When a court “pierces the corporate veil,” it treats the company’s debts as if they were the personal debts of its owners, officers, or directors. This means a creditor can go after personal assets—such as bank accounts, real estate, or other property—to satisfy the judgment.
Signs That Veil Piercing May Be Possible
Courts don’t pierce the corporate veil lightly. They look for specific signs that the corporate form is being misused, including:
- Commingling of funds – The owner uses the business account like a personal bank account, paying personal expenses from company funds.
- Undercapitalization – The business was never given enough money to operate, making it clear it couldn’t meet its obligations.
- Failure to follow corporate formalities – No separate bank accounts, no meetings, and no records of company decisions.
- Fraud or misrepresentation – The business was used to commit fraud or to intentionally avoid paying debts.
The more of these factors that are present, the stronger the case for veil piercing.

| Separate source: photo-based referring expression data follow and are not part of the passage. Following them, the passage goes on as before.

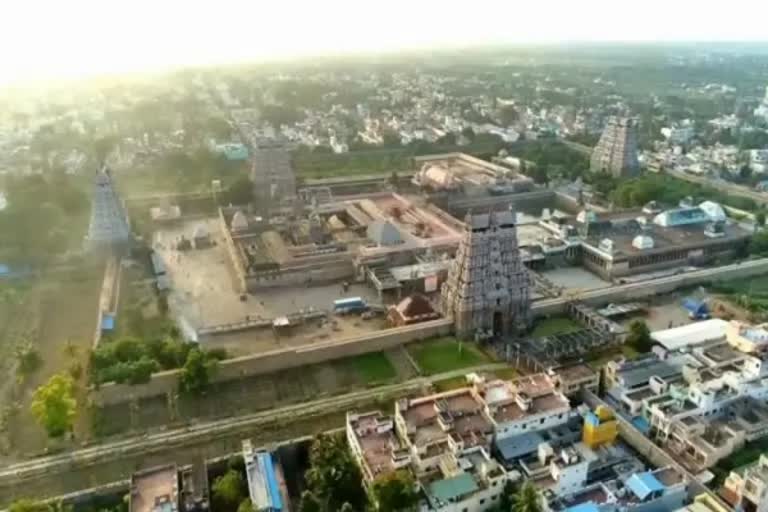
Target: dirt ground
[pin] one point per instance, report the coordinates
(663, 313)
(203, 292)
(67, 316)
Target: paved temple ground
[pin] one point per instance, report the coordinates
(575, 278)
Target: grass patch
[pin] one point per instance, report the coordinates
(450, 384)
(507, 373)
(372, 367)
(555, 325)
(446, 354)
(598, 359)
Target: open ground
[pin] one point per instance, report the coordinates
(57, 311)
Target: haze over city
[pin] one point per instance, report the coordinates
(339, 256)
(44, 39)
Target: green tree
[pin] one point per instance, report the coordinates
(759, 220)
(527, 498)
(334, 478)
(395, 492)
(238, 193)
(309, 503)
(27, 505)
(54, 405)
(245, 506)
(228, 490)
(28, 359)
(196, 373)
(639, 336)
(506, 501)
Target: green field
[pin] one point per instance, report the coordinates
(554, 325)
(450, 384)
(507, 373)
(372, 367)
(446, 354)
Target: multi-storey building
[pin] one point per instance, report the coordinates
(616, 152)
(747, 487)
(488, 288)
(272, 174)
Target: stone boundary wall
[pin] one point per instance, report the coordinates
(276, 360)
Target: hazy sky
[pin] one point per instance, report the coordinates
(52, 38)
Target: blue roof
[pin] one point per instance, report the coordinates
(583, 507)
(107, 322)
(641, 424)
(449, 490)
(517, 446)
(644, 484)
(272, 486)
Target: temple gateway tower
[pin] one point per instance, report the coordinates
(108, 228)
(488, 287)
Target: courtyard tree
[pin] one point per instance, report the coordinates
(639, 336)
(759, 220)
(238, 193)
(309, 503)
(245, 506)
(229, 490)
(196, 373)
(54, 405)
(395, 492)
(334, 478)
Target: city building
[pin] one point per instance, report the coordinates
(614, 245)
(155, 490)
(762, 110)
(108, 227)
(616, 151)
(272, 175)
(701, 403)
(746, 488)
(488, 288)
(266, 486)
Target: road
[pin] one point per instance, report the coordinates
(99, 465)
(723, 186)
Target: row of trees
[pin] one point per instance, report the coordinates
(133, 360)
(54, 404)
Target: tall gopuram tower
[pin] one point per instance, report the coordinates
(488, 287)
(109, 227)
(616, 151)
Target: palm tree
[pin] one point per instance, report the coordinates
(526, 499)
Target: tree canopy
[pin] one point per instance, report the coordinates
(196, 372)
(395, 492)
(333, 478)
(639, 336)
(229, 490)
(54, 405)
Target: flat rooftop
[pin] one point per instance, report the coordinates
(664, 238)
(378, 442)
(155, 490)
(459, 409)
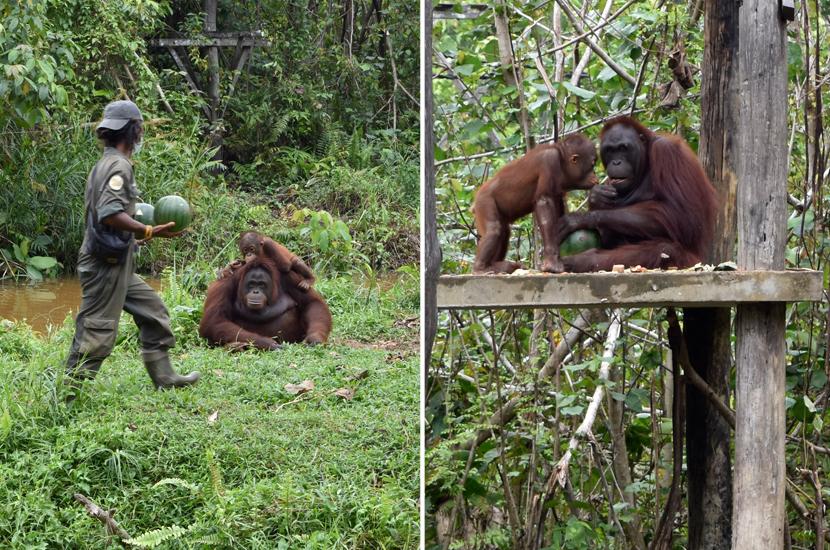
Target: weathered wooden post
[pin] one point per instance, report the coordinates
(431, 256)
(760, 477)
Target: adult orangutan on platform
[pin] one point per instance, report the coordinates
(536, 183)
(657, 211)
(258, 305)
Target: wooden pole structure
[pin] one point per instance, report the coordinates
(708, 330)
(431, 259)
(213, 76)
(760, 477)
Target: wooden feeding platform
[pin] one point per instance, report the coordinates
(650, 288)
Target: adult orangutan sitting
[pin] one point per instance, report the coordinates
(258, 305)
(657, 211)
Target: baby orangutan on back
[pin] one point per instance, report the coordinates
(535, 183)
(253, 245)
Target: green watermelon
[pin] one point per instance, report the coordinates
(144, 213)
(173, 208)
(579, 241)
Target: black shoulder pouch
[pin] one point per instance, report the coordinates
(108, 244)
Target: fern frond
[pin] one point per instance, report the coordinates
(153, 538)
(178, 482)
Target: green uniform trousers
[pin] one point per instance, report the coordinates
(106, 291)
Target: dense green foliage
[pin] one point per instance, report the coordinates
(485, 495)
(320, 152)
(272, 470)
(318, 138)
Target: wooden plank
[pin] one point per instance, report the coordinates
(207, 42)
(189, 77)
(759, 513)
(652, 288)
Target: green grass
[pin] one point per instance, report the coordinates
(272, 471)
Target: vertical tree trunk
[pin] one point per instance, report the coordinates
(431, 249)
(760, 477)
(708, 330)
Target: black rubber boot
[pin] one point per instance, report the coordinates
(163, 375)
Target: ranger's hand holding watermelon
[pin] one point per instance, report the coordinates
(169, 212)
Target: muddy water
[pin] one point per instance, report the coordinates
(44, 304)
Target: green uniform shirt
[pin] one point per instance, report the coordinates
(110, 189)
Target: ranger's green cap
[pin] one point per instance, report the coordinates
(118, 113)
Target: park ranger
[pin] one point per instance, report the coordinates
(106, 264)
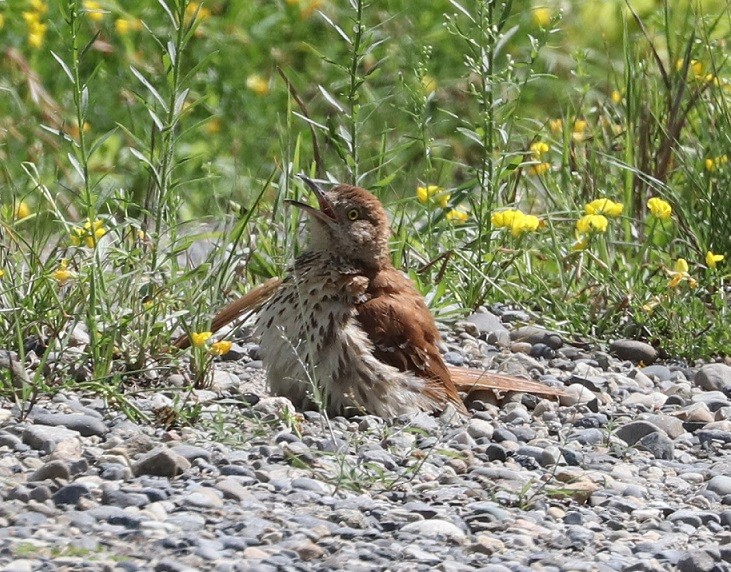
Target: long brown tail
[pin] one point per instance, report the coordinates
(249, 301)
(471, 379)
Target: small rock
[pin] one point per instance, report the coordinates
(634, 351)
(435, 528)
(51, 470)
(224, 381)
(713, 377)
(86, 425)
(535, 335)
(161, 462)
(46, 438)
(490, 327)
(658, 444)
(576, 394)
(636, 430)
(479, 428)
(720, 484)
(71, 494)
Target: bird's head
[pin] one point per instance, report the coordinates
(350, 223)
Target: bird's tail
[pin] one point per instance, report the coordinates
(249, 301)
(468, 380)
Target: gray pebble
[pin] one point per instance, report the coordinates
(658, 444)
(636, 430)
(713, 377)
(71, 494)
(634, 351)
(85, 425)
(161, 462)
(536, 335)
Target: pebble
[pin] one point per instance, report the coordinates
(713, 377)
(634, 351)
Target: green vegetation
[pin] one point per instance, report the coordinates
(134, 133)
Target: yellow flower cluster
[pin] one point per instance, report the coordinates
(199, 339)
(89, 234)
(680, 273)
(660, 208)
(516, 220)
(715, 163)
(22, 210)
(457, 215)
(33, 20)
(432, 193)
(538, 150)
(124, 26)
(713, 259)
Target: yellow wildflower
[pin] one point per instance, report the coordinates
(93, 10)
(220, 348)
(539, 149)
(713, 259)
(36, 29)
(679, 273)
(22, 210)
(457, 215)
(592, 223)
(90, 234)
(199, 339)
(62, 274)
(124, 25)
(651, 304)
(257, 84)
(660, 208)
(504, 219)
(39, 6)
(523, 224)
(579, 130)
(540, 168)
(714, 163)
(581, 243)
(541, 16)
(606, 207)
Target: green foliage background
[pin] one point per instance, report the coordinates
(395, 95)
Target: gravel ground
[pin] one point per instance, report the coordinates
(631, 471)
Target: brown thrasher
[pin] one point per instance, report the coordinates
(348, 331)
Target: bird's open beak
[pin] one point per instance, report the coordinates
(326, 212)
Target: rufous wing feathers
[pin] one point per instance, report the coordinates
(468, 380)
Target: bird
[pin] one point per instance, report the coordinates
(348, 333)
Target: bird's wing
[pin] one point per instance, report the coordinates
(468, 380)
(249, 301)
(402, 330)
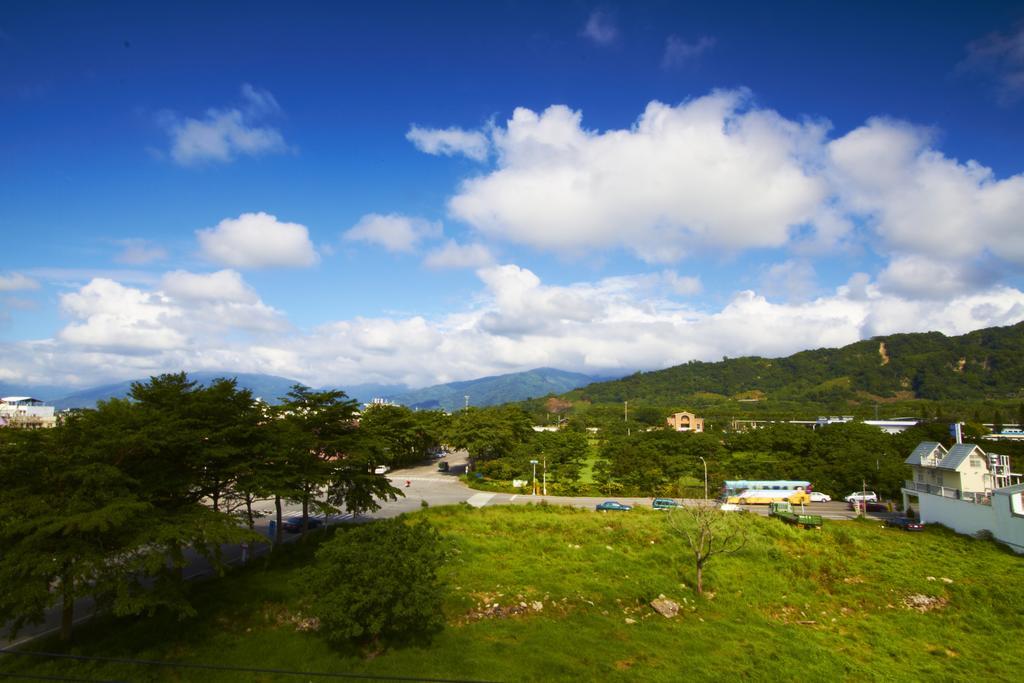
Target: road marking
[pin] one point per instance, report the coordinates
(479, 500)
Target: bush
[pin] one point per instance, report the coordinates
(379, 580)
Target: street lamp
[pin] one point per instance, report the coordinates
(706, 476)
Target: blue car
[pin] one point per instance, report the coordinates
(612, 505)
(294, 524)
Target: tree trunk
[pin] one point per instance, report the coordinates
(305, 513)
(249, 511)
(67, 612)
(278, 530)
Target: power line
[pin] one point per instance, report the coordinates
(246, 670)
(41, 677)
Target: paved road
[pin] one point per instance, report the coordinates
(425, 482)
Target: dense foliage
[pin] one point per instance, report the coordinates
(985, 364)
(109, 502)
(378, 581)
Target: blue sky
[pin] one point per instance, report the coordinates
(429, 191)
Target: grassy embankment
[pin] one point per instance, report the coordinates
(829, 604)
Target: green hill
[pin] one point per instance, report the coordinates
(981, 365)
(494, 390)
(556, 594)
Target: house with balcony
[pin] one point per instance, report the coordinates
(26, 412)
(685, 422)
(967, 489)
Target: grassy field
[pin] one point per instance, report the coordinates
(811, 605)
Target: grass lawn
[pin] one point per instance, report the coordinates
(812, 605)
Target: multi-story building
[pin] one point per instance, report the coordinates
(968, 489)
(26, 412)
(685, 422)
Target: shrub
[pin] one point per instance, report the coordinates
(377, 581)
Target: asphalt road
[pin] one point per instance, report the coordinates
(425, 482)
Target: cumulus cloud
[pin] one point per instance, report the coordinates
(393, 231)
(792, 280)
(257, 241)
(139, 252)
(682, 285)
(450, 141)
(16, 281)
(918, 276)
(999, 57)
(516, 322)
(920, 201)
(600, 28)
(712, 172)
(220, 286)
(455, 255)
(223, 134)
(678, 52)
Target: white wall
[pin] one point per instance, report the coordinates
(970, 518)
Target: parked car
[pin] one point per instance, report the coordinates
(613, 506)
(905, 523)
(858, 496)
(294, 524)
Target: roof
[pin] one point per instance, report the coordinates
(924, 449)
(957, 455)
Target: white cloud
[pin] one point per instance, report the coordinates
(120, 317)
(16, 281)
(450, 141)
(600, 28)
(455, 255)
(792, 280)
(682, 285)
(711, 173)
(393, 231)
(678, 52)
(918, 276)
(998, 56)
(222, 134)
(220, 286)
(517, 322)
(258, 241)
(923, 202)
(139, 252)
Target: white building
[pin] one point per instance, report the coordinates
(968, 491)
(26, 412)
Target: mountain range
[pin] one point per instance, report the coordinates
(981, 365)
(482, 391)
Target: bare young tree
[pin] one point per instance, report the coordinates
(709, 532)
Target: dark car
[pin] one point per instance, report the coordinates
(905, 523)
(612, 506)
(294, 524)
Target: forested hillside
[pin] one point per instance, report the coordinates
(985, 364)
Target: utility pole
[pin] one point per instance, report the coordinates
(706, 476)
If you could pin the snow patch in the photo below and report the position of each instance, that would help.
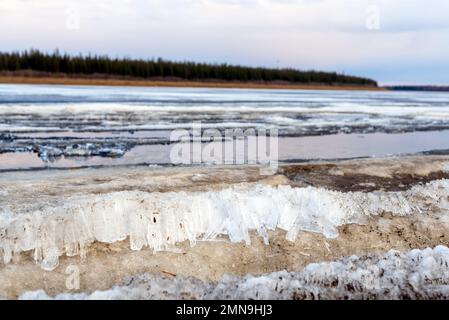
(161, 220)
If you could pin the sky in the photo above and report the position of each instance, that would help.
(392, 41)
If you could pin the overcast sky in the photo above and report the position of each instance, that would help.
(393, 41)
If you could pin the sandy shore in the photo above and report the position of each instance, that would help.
(168, 83)
(103, 265)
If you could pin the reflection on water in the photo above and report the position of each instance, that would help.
(339, 146)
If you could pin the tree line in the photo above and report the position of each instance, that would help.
(159, 68)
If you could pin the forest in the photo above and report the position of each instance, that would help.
(83, 65)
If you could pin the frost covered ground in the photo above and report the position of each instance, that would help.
(138, 229)
(417, 274)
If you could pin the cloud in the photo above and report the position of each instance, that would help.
(327, 34)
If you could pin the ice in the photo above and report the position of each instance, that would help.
(161, 220)
(417, 274)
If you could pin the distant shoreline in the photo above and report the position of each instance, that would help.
(7, 79)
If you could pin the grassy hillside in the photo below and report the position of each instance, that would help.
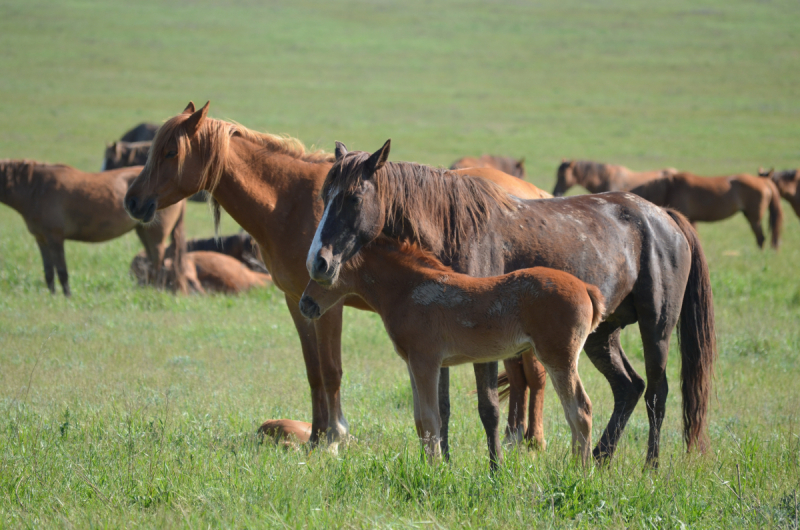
(124, 406)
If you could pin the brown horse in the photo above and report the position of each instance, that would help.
(788, 184)
(598, 178)
(646, 261)
(59, 202)
(710, 199)
(271, 186)
(506, 164)
(125, 154)
(436, 317)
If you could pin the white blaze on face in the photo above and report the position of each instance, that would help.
(316, 244)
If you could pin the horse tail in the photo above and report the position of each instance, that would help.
(697, 340)
(179, 242)
(775, 214)
(598, 305)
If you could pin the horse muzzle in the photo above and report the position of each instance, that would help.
(309, 308)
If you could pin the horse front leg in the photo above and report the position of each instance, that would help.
(489, 409)
(308, 341)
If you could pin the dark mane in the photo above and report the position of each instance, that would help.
(417, 196)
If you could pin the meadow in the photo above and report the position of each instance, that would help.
(128, 407)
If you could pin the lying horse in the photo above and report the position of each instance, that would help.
(788, 184)
(436, 317)
(59, 202)
(598, 178)
(205, 272)
(125, 154)
(647, 262)
(506, 164)
(711, 199)
(274, 196)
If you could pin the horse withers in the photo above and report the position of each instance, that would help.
(59, 202)
(436, 317)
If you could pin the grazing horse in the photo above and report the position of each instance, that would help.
(125, 154)
(506, 164)
(646, 261)
(788, 184)
(59, 202)
(437, 317)
(271, 186)
(711, 199)
(598, 178)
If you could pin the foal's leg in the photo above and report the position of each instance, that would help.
(604, 350)
(60, 263)
(308, 342)
(489, 408)
(47, 260)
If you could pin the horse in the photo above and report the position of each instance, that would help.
(506, 164)
(270, 185)
(437, 317)
(125, 154)
(787, 183)
(711, 199)
(646, 261)
(599, 178)
(141, 133)
(59, 202)
(205, 271)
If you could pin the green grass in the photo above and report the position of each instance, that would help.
(127, 407)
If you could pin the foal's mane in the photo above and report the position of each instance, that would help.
(417, 196)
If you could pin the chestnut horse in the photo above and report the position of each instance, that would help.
(598, 178)
(716, 198)
(788, 184)
(646, 261)
(436, 317)
(506, 164)
(59, 202)
(270, 185)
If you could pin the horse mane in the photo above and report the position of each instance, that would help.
(420, 196)
(214, 138)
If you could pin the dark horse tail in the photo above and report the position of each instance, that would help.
(775, 214)
(696, 336)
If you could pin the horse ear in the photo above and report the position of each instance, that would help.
(379, 158)
(196, 120)
(340, 150)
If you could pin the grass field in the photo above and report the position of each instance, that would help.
(126, 407)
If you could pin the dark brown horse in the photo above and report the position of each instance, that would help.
(788, 183)
(437, 317)
(506, 164)
(599, 178)
(59, 202)
(646, 261)
(709, 199)
(271, 186)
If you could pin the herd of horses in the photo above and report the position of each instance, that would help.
(470, 264)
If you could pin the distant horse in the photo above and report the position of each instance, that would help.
(788, 184)
(598, 178)
(647, 262)
(59, 202)
(205, 272)
(709, 199)
(125, 154)
(506, 164)
(271, 186)
(436, 317)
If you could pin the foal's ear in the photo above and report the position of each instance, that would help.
(196, 120)
(379, 157)
(340, 150)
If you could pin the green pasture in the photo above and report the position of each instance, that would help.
(127, 407)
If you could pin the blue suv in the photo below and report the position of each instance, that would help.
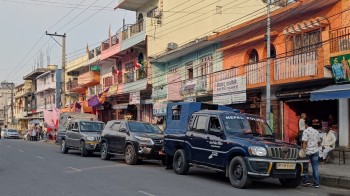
(224, 140)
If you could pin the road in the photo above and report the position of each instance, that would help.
(40, 169)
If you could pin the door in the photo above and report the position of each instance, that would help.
(120, 139)
(111, 137)
(197, 139)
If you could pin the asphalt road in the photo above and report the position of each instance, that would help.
(40, 169)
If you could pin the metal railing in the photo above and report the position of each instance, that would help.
(340, 39)
(255, 73)
(296, 66)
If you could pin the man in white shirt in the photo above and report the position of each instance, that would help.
(310, 145)
(328, 144)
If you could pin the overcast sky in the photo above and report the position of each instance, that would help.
(24, 22)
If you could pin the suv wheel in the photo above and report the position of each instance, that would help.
(180, 163)
(64, 148)
(104, 152)
(130, 155)
(238, 173)
(83, 151)
(290, 182)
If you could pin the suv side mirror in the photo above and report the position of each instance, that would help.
(216, 132)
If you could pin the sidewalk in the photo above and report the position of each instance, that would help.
(335, 175)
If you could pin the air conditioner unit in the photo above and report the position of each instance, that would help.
(172, 46)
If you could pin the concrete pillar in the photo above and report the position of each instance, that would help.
(343, 122)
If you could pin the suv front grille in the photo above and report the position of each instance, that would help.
(283, 153)
(158, 141)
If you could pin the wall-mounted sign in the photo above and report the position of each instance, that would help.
(341, 68)
(230, 91)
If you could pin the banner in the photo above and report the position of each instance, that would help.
(341, 68)
(230, 91)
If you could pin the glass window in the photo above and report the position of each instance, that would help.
(200, 124)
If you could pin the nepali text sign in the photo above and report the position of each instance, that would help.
(230, 91)
(341, 68)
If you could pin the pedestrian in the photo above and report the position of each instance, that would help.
(302, 127)
(311, 142)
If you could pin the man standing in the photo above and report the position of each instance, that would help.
(310, 145)
(328, 144)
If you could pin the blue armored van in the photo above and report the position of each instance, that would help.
(224, 140)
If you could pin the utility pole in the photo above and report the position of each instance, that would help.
(63, 45)
(268, 74)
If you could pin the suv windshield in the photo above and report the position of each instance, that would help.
(235, 123)
(139, 127)
(91, 126)
(259, 125)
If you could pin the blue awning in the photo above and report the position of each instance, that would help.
(340, 91)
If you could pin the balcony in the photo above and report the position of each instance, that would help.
(340, 40)
(296, 66)
(255, 73)
(132, 5)
(90, 78)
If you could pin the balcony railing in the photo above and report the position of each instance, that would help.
(340, 39)
(256, 72)
(296, 66)
(131, 30)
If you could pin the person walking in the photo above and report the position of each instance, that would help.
(311, 142)
(302, 127)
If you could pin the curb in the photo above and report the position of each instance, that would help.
(334, 181)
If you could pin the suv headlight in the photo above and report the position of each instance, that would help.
(144, 140)
(90, 138)
(257, 151)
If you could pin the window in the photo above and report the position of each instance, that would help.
(130, 71)
(306, 42)
(253, 57)
(200, 124)
(176, 112)
(189, 68)
(115, 126)
(214, 123)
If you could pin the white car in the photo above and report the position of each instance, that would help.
(11, 133)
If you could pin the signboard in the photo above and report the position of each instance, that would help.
(230, 91)
(159, 109)
(341, 68)
(134, 98)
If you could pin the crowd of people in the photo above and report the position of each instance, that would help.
(317, 144)
(37, 133)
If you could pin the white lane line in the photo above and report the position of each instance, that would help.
(75, 169)
(145, 193)
(39, 157)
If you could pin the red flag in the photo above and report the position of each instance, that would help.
(136, 65)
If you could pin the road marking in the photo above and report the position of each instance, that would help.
(39, 157)
(75, 169)
(144, 192)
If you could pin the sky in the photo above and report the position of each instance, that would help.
(23, 43)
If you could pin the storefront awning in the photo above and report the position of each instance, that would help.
(331, 92)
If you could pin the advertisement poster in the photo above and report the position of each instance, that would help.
(340, 68)
(230, 91)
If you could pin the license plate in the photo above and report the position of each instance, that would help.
(285, 166)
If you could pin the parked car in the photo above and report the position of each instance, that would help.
(240, 145)
(11, 133)
(135, 140)
(82, 135)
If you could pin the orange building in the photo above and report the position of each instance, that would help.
(305, 36)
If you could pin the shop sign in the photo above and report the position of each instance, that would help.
(230, 91)
(341, 68)
(120, 106)
(159, 109)
(134, 98)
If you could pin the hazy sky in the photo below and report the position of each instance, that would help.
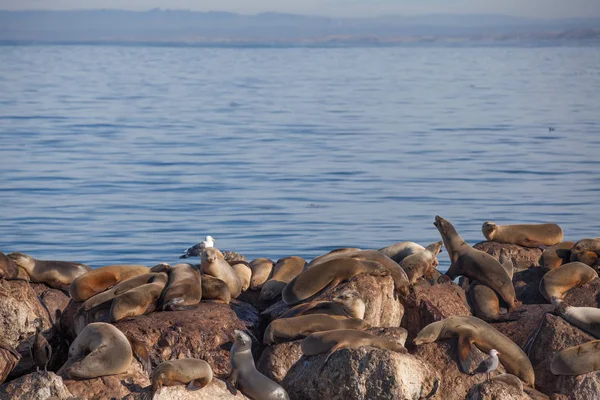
(528, 8)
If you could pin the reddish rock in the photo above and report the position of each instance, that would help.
(522, 257)
(426, 304)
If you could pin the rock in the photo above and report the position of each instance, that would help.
(495, 390)
(426, 304)
(35, 386)
(442, 357)
(522, 257)
(382, 308)
(556, 334)
(364, 373)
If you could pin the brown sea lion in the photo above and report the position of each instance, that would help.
(187, 371)
(556, 283)
(328, 274)
(214, 264)
(304, 325)
(284, 271)
(555, 256)
(261, 271)
(99, 350)
(526, 235)
(139, 300)
(577, 360)
(99, 279)
(56, 274)
(472, 330)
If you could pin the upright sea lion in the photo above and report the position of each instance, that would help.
(214, 264)
(98, 280)
(245, 375)
(421, 263)
(328, 274)
(139, 300)
(472, 330)
(183, 288)
(347, 304)
(475, 264)
(56, 274)
(284, 271)
(99, 350)
(331, 341)
(304, 325)
(556, 283)
(526, 235)
(195, 373)
(577, 360)
(261, 270)
(557, 255)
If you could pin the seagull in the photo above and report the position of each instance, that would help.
(489, 365)
(196, 250)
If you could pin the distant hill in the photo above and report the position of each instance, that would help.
(181, 25)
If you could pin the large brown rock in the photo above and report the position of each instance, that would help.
(35, 386)
(522, 257)
(382, 308)
(426, 304)
(442, 357)
(360, 374)
(556, 334)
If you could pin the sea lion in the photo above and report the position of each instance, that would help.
(421, 263)
(556, 283)
(56, 274)
(195, 373)
(284, 271)
(304, 325)
(557, 255)
(585, 318)
(139, 300)
(399, 251)
(261, 270)
(98, 280)
(183, 288)
(347, 304)
(328, 274)
(526, 235)
(215, 289)
(214, 264)
(244, 272)
(99, 350)
(475, 264)
(245, 375)
(472, 330)
(577, 360)
(105, 297)
(331, 341)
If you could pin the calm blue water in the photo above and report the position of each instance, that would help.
(130, 154)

Legal Steps to Pierce the Veil
If you believe the debtor is hiding behind a sham corporation or LLC, the process usually involves:
- Investigation and asset search
Before going to court, a creditor or their attorney will gather evidence—such as financial records, business filings, and transaction histories—to show how the company and its owner are intertwined. - Filing a motion or separate lawsuit
Depending on the jurisdiction, you may need to file a specific request with the court that issued the judgment, or bring a separate action against the owner. - Presenting evidence to the court
This is where you demonstrate the misuse of the corporate form—commingling funds, lack of records, fraud, or other misconduct. - Obtaining a ruling
If the court agrees, it will hold the owner personally liable for the company’s debt, opening the door to collect from personal assets.
Why This Strategy Can Be Effective
Piercing the corporate veil removes the “shield” that dishonest debtors use to protect themselves. Instead of being limited to a bank account with $5 in it, a creditor might be able to collect from the owner’s personal property, vehicles, investment accounts, or other income sources.
However, it’s important to note that veil piercing is fact-intensive and not always granted. The debtor’s conduct must be more than just poor business performance—it must involve abuse of the corporate structure.
The Role of Experienced Legal Counsel
Because the standards for veil piercing vary from state to state, and the process can be complex, having an experienced Judgement Collection Attorney is critical. Skilled attorneys know how to:
- Conduct thorough investigations into business ownership and finances.
- Identify red flags that support a veil-piercing claim.
- Navigate procedural requirements to bring the claim in court.
- Enforce the judgment once personal liability is established.
Without this guidance, creditors may waste time chasing a corporate shell while the real assets remain out of reach.
Preventing Debtors from Playing “Hide-and-Seek”
Sometimes, quick action after winning a judgment can make a difference. For example, filing liens, freezing accounts, or requesting discovery can prevent assets from being transferred to hidden accounts or related companies. If a debtor begins moving money out of a business soon after the judgment, that activity can strengthen a case for piercing the veil.
Final Thoughts
Debtors who misuse corporations or LLCs to dodge judgments can be frustrating, but the law provides a way to hold them accountable. By understanding the signs of abuse, gathering strong evidence, and working with experienced counsel, creditors can break through the protective barrier and reach the assets that will satisfy their judgment.
If you believe your debtor is hiding behind a sham company, acting quickly and strategically may be the key to turning a paper judgment into real payment.